Honestly, I'd use alternatives more like seasoning than the main course - they should complement your regular stocks and bonds, not take over. REITs, commodities, maybe some private equity if you're feeling fancy. The whole point is finding stuff that zigs when your other investments zag. Keep it under 20% of your portfolio though, especially starting out. These things can be weird to price and you can't always sell them quickly. I'd probably start with something simple like a commodity ETF or REIT just to see how it feels. Once you get comfortable, then maybe explore the fancier options.

Yeah so the upside is you can potentially make better returns by tweaking your portfolio when you spot opportunities or when things start looking sketchy. But here's the thing - it's way trickier than just buying and holding. Transaction costs add up fast, plus you'll get hit with more taxes from all that trading. And honestly? Most people suck at timing the market. You might end up doing the classic buy high, sell low thing if you read the signals wrong. If you're gonna try it, maybe start with like a small chunk of your money first - see how your gut instincts actually play out before betting the farm.
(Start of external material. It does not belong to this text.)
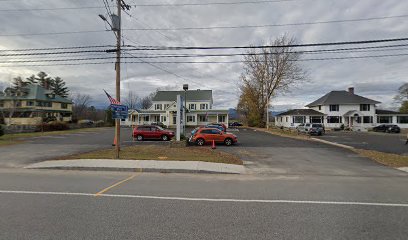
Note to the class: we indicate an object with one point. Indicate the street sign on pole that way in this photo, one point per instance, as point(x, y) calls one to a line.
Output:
point(119, 111)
Track your portfolio's total return against a benchmark that matches your setup - so if you're doing 60/40 stocks/bonds, compare it to a 60/40 index. The Sharpe ratio is clutch for seeing if you're getting decent returns for the risk you're taking. Don't just chase returns though - volatility matters way more than people think. Check how much your allocation drifts from your target and rebalance when it gets too far off. I'd say quarterly reviews work best to keep yourself honest about sticking to the plan. Oh and honestly? Most people totally ignore the risk side of things.